A majority of the 11-judge court rejected the government's more expansive reading of the Computer Fraud and Abuse Act (CFAA), finding that the statute was meant to punish hacking, not misappropriation of trade secrets. To find otherwise would "criminalize any unauthorized use of information obtained from a computer" and "make criminals of large groups of people who would have little reason to suspect they are committing a federal crime," according to the lead opinion authored by Chief Judge Alex Kozinski.

The case involves David Nosal, a former employee of the executive search firm Korn/Ferry. After he left Korn/Ferry to start a competing company, Nosal allegedly convinced some of his former co-workers to log onto a confidential Korn/Ferry database and send him client information. The employees were allowed to access the database, but Korn/Ferry had a policy against disclosing confidential information.

Federal prosecutors in San Francisco indicted Nosal for trade-secret theft, mail fraud, conspiracy and violations of the CFAA.

Relying on the 9th Circuit's 2009 resolution of LVRC Holdings LLC v. Brekka, U.S. District Judge Marilyn Patel dismissed the charges related to the CFAA. In LVRC, the federal appeals court found that the phrases "without authorization" and "exceeds authorized access" in the statute should be narrowly construed.

The government challenged Patel's interpretation on appeal before an en banc panel of 9th Circuit judges, arguing that the Korn/Ferry employees exceeded authorized access under the CFAA when they violated the company's computer-use policy. Nosal contended that "exceeds authorized access" refers only to data one is not authorized to access.

The en banc panel chose the narrower view after considering the worst-case effects of the government's interpretation - a world in which frittering away work time on the Internet becomes a federal crime.

"Minds have wandered since the beginning of time and the computer gives employees new ways to procrastinate, by g-chatting with friends, playing games, shopping or watching sports highlights," Kozinski wrote. "Such activities are routinely prohibited by many computer-use policies, although employees are seldom disciplined for occasional use of work computers for personal purposes. Nevertheless, under the broad interpretation of the CFAA, such minor dalliances would become federal crimes. While it's unlikely that you'll be prosecuted for watching Reason.TV on your work computer, you could be. Employers wanting to rid themselves of troublesome employees without following proper procedures could threaten to report them to the FBI unless they quit. Ubiquitous, seldom-prosecuted crimes invite arbitrary and discriminatory enforcement."

Because Nosal's alleged accomplices had permission to access the company database, they did not "exceed authorized access" under the CFAA, the panel found.

"The government assures us that, whatever the scope of the CFAA, it won't prosecute minor violations," Kosinski added. "But we shouldn't have to live at the mercy of our local prosecutor."
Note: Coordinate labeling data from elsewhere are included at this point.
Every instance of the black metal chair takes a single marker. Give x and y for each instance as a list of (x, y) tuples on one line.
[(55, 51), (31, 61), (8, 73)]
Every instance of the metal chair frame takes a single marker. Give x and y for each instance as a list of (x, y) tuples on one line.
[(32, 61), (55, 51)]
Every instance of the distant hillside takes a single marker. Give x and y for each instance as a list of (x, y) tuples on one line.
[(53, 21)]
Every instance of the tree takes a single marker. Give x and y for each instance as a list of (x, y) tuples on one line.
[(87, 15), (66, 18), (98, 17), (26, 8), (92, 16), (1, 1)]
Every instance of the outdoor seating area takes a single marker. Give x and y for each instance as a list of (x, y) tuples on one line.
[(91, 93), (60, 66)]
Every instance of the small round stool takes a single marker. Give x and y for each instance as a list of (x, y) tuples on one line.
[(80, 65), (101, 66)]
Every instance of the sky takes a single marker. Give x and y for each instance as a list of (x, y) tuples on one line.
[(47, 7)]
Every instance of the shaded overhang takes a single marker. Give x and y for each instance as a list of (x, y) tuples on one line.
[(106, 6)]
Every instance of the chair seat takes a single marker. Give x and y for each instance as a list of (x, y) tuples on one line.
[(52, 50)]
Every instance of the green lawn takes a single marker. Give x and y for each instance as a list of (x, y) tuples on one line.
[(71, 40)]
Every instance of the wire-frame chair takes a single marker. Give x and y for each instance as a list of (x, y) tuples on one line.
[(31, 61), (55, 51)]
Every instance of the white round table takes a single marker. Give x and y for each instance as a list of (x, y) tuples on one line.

Two justices dissented, arguing that the majority had crafted a straw man built on "far-fetched hypotheticals."

"This case has nothing to do with playing sudoku, checking email, fibbing on dating sites, or any of the other activities that the majority rightly values," Judge Barry Silverman wrote. "It has everything to do with stealing an employer's valuable information to set up a competing business with the purloined data, siphoned away from the victim, knowing such access and use were prohibited in the defendants' employment contracts. The indictment here charged that Nosal and his co-conspirators knowingly exceeded the access to a protected company computer they were given by an executive search firm that employed them; that they did so with the intent to defraud; and further, that they stole the victim's valuable proprietary information by means of that fraudulent conduct in order to profit from using it. In ridiculing scenarios not remotely presented by this case, the majority does a good job of knocking down straw men - far-fetched hypotheticals involving neither theft nor intentional fraudulent conduct, but innocuous violations of office policy." (Emphasis in original.)

Judge Richard Tallman joined Silverman's dissent.